Originally Posted by Unitedloyalflyer
Given it is mostly leisure is why I think an actual F product would work, since next to no companies pay for F these days. Maybe a 12 seat F cabin and a larger PP cabin. Could only see this working on the HNL, OGG and PPT routes though (the very high end leisure routes)
Very few carriers have found international F profitable on any route, anywhere in the world. The carriers that offer it are either excluding the cabin from their newer plane orders (SQ, LH), shrinking it (SQ again), removing it entirely (UA, OZ), or have no particular need to turn a profit (EK, QR). AA's obviously an exception, but they're also a horribly mismanaged airline, so I'm not sure I'd be looking to them for guidance.

The basic problem is that the business class hard product got to be too good, so there's less of an incentive for anyone to fly F. Sure, the United First seat was better than the Polaris seat, but not so much better that people were willing to pay a significant premium.

As for trying to use it on leisure routes -- a few issues:
  1. You're begging for trouble if you have too small of a subfleet equipped with F; it really limits the flexibility you have in route planning, and heaven help you if an aircraft or two are out of service.

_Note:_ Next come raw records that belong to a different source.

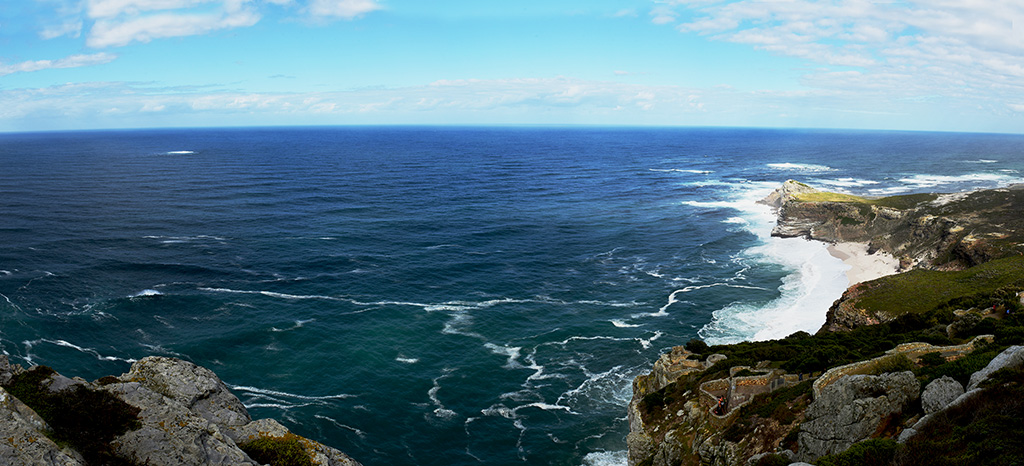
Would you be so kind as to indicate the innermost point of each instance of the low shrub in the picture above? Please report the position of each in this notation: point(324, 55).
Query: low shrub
point(285, 451)
point(84, 419)
point(877, 452)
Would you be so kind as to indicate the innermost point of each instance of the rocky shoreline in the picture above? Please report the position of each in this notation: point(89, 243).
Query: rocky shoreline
point(163, 412)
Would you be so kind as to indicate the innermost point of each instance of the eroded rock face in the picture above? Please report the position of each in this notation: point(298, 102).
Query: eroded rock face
point(22, 437)
point(171, 434)
point(187, 416)
point(940, 393)
point(197, 388)
point(853, 409)
point(1010, 357)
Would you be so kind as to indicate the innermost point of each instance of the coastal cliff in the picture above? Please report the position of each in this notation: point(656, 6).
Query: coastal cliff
point(896, 374)
point(163, 411)
point(928, 230)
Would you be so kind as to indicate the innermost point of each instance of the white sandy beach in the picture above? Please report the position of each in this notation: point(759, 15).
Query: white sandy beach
point(864, 266)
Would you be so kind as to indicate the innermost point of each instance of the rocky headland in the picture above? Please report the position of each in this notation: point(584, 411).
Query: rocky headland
point(163, 412)
point(921, 367)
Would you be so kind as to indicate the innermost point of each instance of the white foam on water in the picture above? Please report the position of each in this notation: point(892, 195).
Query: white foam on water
point(922, 181)
point(647, 342)
point(146, 294)
point(64, 343)
point(440, 411)
point(360, 433)
point(512, 352)
point(682, 170)
point(606, 458)
point(800, 167)
point(814, 280)
point(284, 394)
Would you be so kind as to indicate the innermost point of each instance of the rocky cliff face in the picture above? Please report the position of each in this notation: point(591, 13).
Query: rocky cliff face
point(942, 231)
point(174, 413)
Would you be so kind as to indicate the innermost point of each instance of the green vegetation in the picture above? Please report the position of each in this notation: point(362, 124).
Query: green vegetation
point(285, 451)
point(918, 291)
point(86, 420)
point(877, 452)
point(895, 202)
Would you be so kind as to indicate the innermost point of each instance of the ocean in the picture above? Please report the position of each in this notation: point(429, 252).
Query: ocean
point(433, 295)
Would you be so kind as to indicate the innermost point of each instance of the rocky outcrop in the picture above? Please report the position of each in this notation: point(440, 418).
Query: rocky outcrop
point(1011, 357)
point(940, 393)
point(186, 416)
point(854, 409)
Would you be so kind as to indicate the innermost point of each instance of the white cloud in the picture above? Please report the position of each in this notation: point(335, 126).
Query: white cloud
point(69, 61)
point(108, 33)
point(955, 48)
point(347, 9)
point(119, 23)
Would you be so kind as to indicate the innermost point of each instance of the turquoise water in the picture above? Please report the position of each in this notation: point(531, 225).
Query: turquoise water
point(432, 296)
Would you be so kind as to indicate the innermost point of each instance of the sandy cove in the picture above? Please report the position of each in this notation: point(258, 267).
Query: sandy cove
point(864, 266)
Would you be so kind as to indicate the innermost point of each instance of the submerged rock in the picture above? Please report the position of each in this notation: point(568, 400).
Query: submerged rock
point(940, 393)
point(186, 416)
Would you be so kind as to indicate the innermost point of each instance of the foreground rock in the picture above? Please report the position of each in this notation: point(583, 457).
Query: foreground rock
point(185, 414)
point(854, 409)
point(943, 231)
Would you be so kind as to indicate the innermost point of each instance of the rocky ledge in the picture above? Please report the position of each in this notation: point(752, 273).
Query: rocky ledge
point(925, 230)
point(909, 369)
point(163, 412)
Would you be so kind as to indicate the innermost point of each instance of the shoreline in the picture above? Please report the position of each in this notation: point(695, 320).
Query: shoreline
point(863, 266)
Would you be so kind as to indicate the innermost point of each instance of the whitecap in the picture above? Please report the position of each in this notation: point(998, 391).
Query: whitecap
point(800, 167)
point(606, 458)
point(67, 344)
point(147, 293)
point(284, 394)
point(682, 170)
point(357, 431)
point(646, 343)
point(512, 352)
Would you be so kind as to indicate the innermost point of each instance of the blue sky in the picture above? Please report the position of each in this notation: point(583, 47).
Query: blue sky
point(913, 65)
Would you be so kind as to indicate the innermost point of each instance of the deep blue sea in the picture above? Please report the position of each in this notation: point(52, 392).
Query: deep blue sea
point(432, 296)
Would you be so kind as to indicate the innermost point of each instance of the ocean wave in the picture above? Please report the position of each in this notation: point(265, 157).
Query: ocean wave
point(359, 432)
point(815, 280)
point(922, 181)
point(682, 170)
point(512, 352)
point(297, 325)
point(606, 458)
point(440, 411)
point(800, 167)
point(263, 392)
point(29, 344)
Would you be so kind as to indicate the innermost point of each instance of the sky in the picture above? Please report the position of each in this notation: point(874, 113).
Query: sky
point(912, 65)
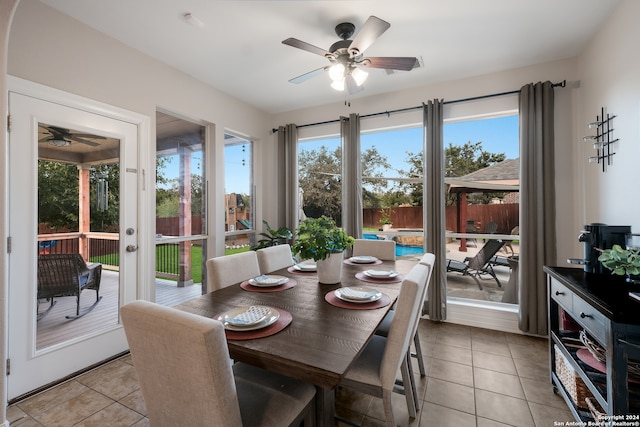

Even if there is a market for flights to OGG/HNL/PPT, that's not enough flights to make it practical.
  2. You absolutely cannot judge future demand for premium leisure travel by current numbers. You're looking at a large amount of pent-up demand and a small number of available destinations. A lot of people who would otherwise have been going to Australia or Asia are going to Hawaii this summer just because it's open.
  3. UA has a particularly high-density J cabin. Comparing UA, SQ, and AA's 77Ws: between doors 1 and 2, AA and SQ both have 8 F and 8 J seats. UA has 28 J seats. So, you're looking at replacing 20 J seats with 8 F seats, meaning that just to break even, you're going to need fares that are 2.5x the average J fare. Just because UA can sell 60 seats at $2K doesn't mean that they can sell 8 seats at $5K and 40 seats at $2K.
  4. UA's soft product is not up to international F standards, and there's no particular reason to believe that it could be. If you search the archives, you'll find plenty of derisive posts about the soup -- which was the only difference between the F and J offerings when UA still had F.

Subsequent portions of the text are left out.